The Writer stopped and turned abruptly. “Is she ill?”

“Mother ill.”

“Mother of Signora?” said The Writer, who regressed
linguistically
without even realizing it whenever he talked to The Filipino.

“No,
your
mother”—and this time The Filipino pointed his index finger unequivocally at The Writer.

It was then that The Writer remembered, painfully and intensely, for the second time, that he had not had his mobile with him since the morning.

He rushed into his study and found his smartphone exactly where he had left it (had he doubted it?). The display showed twenty-six missed calls and eight messages. Was this the revenge of the gods for having disconnected himself from the world for a few hours? At that moment, the phone vibrated (if you’re famous, or if you have something to hide, vibration is always preferable to ringing), walking a few centimetres across the desk as if it were a primitive life form, a ciliate or flagellate protozoan. The Writer pressed the
answer
button.

“Where on earth have you been?”

It wasn’t The Second Wife at the other end, but The President of The Academy in person.

“They’ve been looking for you all day, your press officer has been getting hysterical, they’re all here waiting for you, you’re the only one missing!”

So he hadn’t only forgotten the phone, he had also forgotten the unmissable joint presentation with the other authors
organized
by The Academy, one of the crucial stages in the lead-up to The Ceremony.

“My mother hasn’t been well.”

“…”

“She’s in hospital.”

“Oh… I’m sorry… Would you like us to postpone?”

“No, no, send a taxi. I’ll be right there.”

 

If we bombard a very thin sheet of gold with alpha particles, 90 per cent of them will go right through the material without undergoing any deviation in their trajectory. Only 10 per cent will
turn back as if they have hit an obstacle. From this, Rutherford drew the conclusion that matter must be largely composed of a vacuum, a vacuum gathered around a heavy nucleus. The Master, who had been aroused from his afternoon nap by the sound of a car horn, would have drawn a different conclusion. This time, too, his slippers had let him down: instead of awaiting him at the foot of the bedside table, where he was convinced he had left them, they had wandered God knows where. The car horn was insistent, but who could it be? The Master got out of bed, barefoot, intending to go to the window and satisfy his curiosity.

Largely composed of a vacuum as it might have been, the black alabaster bishop hurt a lot as he stepped on it with his bare sole. Once he had handed the fugitive bishop back to the authority of the chessboard, there remained somewhere in the room, by default, two final dangerous objects: a white pawn, easier to spot because of the colour, and a black knight (when he found them, he’d be able to resume his long-distance game).
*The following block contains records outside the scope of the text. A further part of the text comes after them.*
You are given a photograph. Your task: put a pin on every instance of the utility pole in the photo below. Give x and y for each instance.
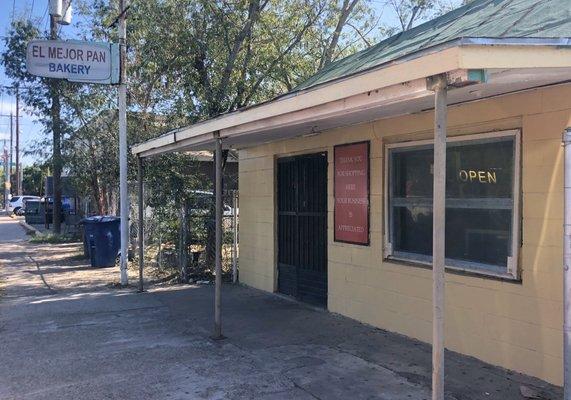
(56, 131)
(6, 178)
(18, 181)
(123, 189)
(11, 147)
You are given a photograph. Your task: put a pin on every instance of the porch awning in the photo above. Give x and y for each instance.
(487, 48)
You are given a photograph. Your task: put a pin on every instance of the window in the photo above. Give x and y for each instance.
(482, 196)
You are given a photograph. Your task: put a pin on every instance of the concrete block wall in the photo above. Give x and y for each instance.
(517, 325)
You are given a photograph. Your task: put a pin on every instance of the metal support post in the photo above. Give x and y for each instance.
(218, 247)
(141, 235)
(566, 267)
(438, 236)
(123, 188)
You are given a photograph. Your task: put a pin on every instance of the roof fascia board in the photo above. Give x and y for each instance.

But to the intense pain spreading from his foot was added another sensory complication: the bishop was wet. And not only the bishop. The bedside rug was damp, too. There was a yellowish patch on the floor. How was it possible?

The Master’s measuring jug, empty and overturned,
demonstrated
that it was possible.

But there was no time to think, or to repair the damage, seeing that the car horn was still baying outside, and amid all that
untidiness
his slippers were at least as invisible as his last book in the shops. That was why The Master decided stoically to wade across the space that separated him from the window. And as barefoot as a worm, with his foot still hurting from its collision with the black bishop, putting only his heels down, he waded through that lake of urine and looked out.

The Director of The Small Publishing Company had got out
of his clapped-out old van and was waiting outside the closed gate of Prince—’s estate.

“Aren’t you dressed yet?”

“What time is it? I didn’t hear the alarm.”

“Come on, we’ll be late!”

“I’ll be right down!” said The Master, who had completely lost track of time. And he disappeared inside the window as if he were the mechanical device of a cuckoo clock.

“When are you going to make up your mind to put in an automatic gate?” cried The Director of The Small Publishing Company.